There were several limitations in this study. First, this study had no placebo group. Thus there could be criticism that it was difficult to differentiate natural pain remission from pain reduction by treatment effects. But we did not establish placebo group because main purpose of this study was to assess the difference of clinical efficacy according to the type of approach. Second, there could be opinion that 8 weeks follow up was not sufficient to evaluate the clinical implication of treatment method of epidural steroid injection. But we established 8 weeks follow-up period in this study because our purpose was not to investigate the duration of steroid effect, but to compare clinical benefits between 2 different approaches before steroid effect deteriorated.

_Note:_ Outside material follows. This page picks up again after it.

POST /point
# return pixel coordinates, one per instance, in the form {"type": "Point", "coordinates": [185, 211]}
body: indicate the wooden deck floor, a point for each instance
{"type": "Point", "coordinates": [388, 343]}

Third, this study was retrospective design so that only the subjects who completed the 8 weeks follow up were included in this study. The possibility of selection bias about determination of injection route could arise. But injection route was chosen by randomly if patients’ symptom was mainly axial pain. As well, there was no significant difference in terms of general characteristics and level of disc herniations at pretreatment between 2 approaches. We assumed that there was no selection bias, which influenced our results.

CONCLUSIONS

Cervical epidural injection showed favorable results at 2 weeks and moderate results in pain reduction and functional improvement at 8 weeks after treatment for the patients with axial pain due to cervical disc herniation. The IL and TF approaches showed no significant difference in clinical efficacy. Considering that TF approach was more related to devastating side effects than IL approach, it was suggested that IL approach was more recommended in axial pain originated from cervical disc herniation.

Footnotes

Abbreviations: AP = anterior–posterior, IL = interlaminar approach, MRI = magnetic resonance image, NDI = Neck Disability Index, NRS = Numeric Rating Scale, TF = transforaminal approach.

This manuscript has not published elsewhere in whole or part.

The authors have no funding and conflicts of interest to disclose.